Leaving NAFTA: Will it Undermine Trump’s Energy Policy? | Global Trade Magazine
International Trade
  February 13th, 2018 | Written by

Leaving NAFTA: Will it Undermine Trump’s Energy Policy?

Gas Exports to Mexico Are Important to US ‘Dominance’

Sharelines

  • The US became a net exporter of natural gas for the first time since in at least 60 years.
  • The US Energy Information Administration projected the US could become an overall net energy exporter by 2026.
  • Trump’s "energy dominance" policy could be undermined if he pulls the US out of NAFTA.

The United States became a net exporter of natural gas for the first time since in at least 60 years, according to Bloomberg News reports. Last year, the US Energy Information Administration (EIA) projected the United States could become an overall net energy exporter by 2026.

President Donald Trump, with his “energy dominance” policy, would like that to happen sooner. But his threats to pull out of the North American Free Trade Agreement—if he actually acts on it—could undermine his own agenda.

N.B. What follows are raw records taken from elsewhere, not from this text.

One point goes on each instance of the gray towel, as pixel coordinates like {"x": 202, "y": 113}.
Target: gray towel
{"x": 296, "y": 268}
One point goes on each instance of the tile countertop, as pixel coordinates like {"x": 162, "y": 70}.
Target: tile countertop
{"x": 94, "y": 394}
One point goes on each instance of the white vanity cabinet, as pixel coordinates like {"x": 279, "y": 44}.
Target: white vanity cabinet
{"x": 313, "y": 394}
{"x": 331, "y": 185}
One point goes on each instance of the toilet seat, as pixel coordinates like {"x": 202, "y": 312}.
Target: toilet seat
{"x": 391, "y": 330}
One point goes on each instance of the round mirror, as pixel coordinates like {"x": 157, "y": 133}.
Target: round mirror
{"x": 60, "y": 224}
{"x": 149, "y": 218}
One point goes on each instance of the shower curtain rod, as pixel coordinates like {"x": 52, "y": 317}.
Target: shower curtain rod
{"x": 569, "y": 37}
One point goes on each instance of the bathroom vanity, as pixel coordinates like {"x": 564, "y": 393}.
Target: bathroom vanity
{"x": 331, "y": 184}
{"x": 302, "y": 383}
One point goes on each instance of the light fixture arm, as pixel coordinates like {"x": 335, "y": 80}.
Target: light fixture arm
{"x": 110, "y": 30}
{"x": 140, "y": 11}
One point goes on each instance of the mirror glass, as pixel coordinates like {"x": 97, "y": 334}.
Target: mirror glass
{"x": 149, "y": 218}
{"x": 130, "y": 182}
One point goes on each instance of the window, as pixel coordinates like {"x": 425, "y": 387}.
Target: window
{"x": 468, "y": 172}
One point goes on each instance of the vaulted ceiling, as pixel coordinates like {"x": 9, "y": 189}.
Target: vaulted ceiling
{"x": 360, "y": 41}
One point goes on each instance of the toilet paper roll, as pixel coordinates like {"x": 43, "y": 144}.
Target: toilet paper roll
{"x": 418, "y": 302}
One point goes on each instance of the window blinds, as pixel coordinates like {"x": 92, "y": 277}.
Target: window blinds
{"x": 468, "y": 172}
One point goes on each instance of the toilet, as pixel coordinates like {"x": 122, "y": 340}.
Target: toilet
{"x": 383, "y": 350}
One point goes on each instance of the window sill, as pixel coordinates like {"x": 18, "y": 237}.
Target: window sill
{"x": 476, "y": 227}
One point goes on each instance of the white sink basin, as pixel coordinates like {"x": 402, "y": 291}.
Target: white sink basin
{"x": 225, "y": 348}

According to Victoria Zaretskaya, a natural gas forecasting export at EIA, the trend toward the US becoming a major energy exporter is dependent upon the “significant projected increase” in natural gas exports to Mexico and the rest of the world.

But what happens if the US withdraws from NAFTA? Gas to Mexico will no longer be unencumbered by heavy tariffs, a situation which could motivate Mexico to source it natural gas elsewhere. The system of resolving international trade disputes, called investor-state dispute settlement, that oil and gas developers in Mexico such as ExxonMobil rely upon, would also go away.

That’s why Jack Gerard, the head of the American Petroleum Institute, which represents natural gas companies, urged the Trump administration to stay in NAFTA even if an update to the agreement cannot be brokered between the US, Mexico, and Canada.

“Global trade flows have played a critical role in America’s energy renaissance, spurring economic growth and investment and creating American jobs,” said Gerard. “North America provides a great example of integrated and interdependent energy markets that benefit all three trading partners. And NAFTA has been critical to that success. NAFTA makes energy more affordable and improves opportunities for U.S. companies in Canada and Mexico. As the administration continues negotiations with Canada and Mexico, we urge them to seek modernization in ways that maintain these benefits.”